Create a partitioned table
These examples partition data that you write. Spark SQL discovers the partitions and registers them in the Hive metastore.
// Create managed table as select
dataframe.write.mode(SaveMode.Overwrite).partitionBy("id").saveAsTable("<example-table>")
// Create unmanaged/external table as select
dataframe.write.mode(SaveMode.Overwrite).option("path", "<file-path>").saveAsTable("<example-table>")

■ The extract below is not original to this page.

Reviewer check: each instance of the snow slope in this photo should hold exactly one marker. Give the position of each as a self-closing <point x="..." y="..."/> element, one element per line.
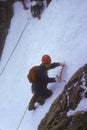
<point x="61" y="33"/>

However, if you create a partitioned table from existing data, Spark SQL does not automatically discover the partitions and register them in the Hive metastore. In this case, SELECT * FROM <example-table>
does not return results. To register the partitions, run the following to generate the partitions: MSCK REPAIR TABLE "<example-table>"
.
// Save data to external files
dataframe.write.mode(SaveMode.Overwrite).partitionBy("id").parquet("<file-path>")
// Create unmanaged/external table
spark.sql("CREATE TABLE <example-table>(id STRING, value STRING) USING parquet PARTITIONED BY(id) LOCATION "<file-path>"")
spark.sql("MSCK REPAIR TABLE "<example-table>"")
Partition pruning
When the table is scanned, Spark pushes down the filter predicates involving the partitionBy
keys. In that case, Spark avoids reading data that doesn’t satisfy those predicates. For example, suppose you have a table <example-data>
that is partitioned by <date>
. A query such as SELECT max(id) FROM <example-data> WHERE date = '2010-10-10'
reads only the data files containing tuples whose date
value matches the one specified in the query.
Table access control
Table access control allow admins and users to give fine-grained access to other users. See Data object privileges for details.